Wetsvoorstel tot wijziging van artikel 90, 3º, van het Wetboek van de inkomstenbelastingen 1992, teneinde de financiële situatie van sommige ouderen te verbeteren door de opheffing van de belastbaarheid van onderhoudsgelden aan bloedverwanten in opgaande lijn

(Ingediend door de heer Jacques D'Hooghe)


TOELICHTING


Tal van ouderen verblijven niet langer in een gezin of in hun gezinswoning, maar worden opgenomen in een rust- en verzorgingstehuis of doen een beroep op ambulante zorg. Ouderen kunnen vaak hun verzorging ­ geneeskundige en andere ­ niet zelf betalen uit de eigen inkomsten.

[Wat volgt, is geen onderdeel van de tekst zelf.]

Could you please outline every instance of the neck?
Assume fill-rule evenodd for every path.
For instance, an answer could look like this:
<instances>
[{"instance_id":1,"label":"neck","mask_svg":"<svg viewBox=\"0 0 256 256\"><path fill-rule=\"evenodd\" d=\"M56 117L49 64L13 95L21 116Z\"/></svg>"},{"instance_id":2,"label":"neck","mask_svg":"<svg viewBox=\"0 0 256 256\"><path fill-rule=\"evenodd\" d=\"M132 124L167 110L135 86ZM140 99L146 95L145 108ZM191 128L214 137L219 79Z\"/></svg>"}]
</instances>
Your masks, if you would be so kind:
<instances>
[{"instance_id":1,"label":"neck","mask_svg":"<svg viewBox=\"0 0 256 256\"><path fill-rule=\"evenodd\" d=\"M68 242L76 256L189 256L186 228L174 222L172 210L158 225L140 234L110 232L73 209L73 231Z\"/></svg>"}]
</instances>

De kosten voor de opname en de verzorging in private of publieke instellingen zijn hoog. Voor het arrondissement Antwerpen was de gemiddelde maandelijkse dagverblijfkost zo'n 1 200 euro. Dit maakt dat de veelal beperkte bestaansmiddelen van de ouderen vaak niet volstaan om de opname te betalen. In zo'n geval schieten OCMW's de kosten voor, welke ze daarna kunnen verhelpen op de kinderen of kleinkinderen op grond van hun onderhoudsplicht jegens hun behoeftige bloedverwanten in opgaande lijn.

De betaalde onderhoudsbijdragen voor de opname en verzorging of voor verzorging in het algemeen zijn in hoofde van de oudere voor 80 % belastbaar in de inkomstenbelasting.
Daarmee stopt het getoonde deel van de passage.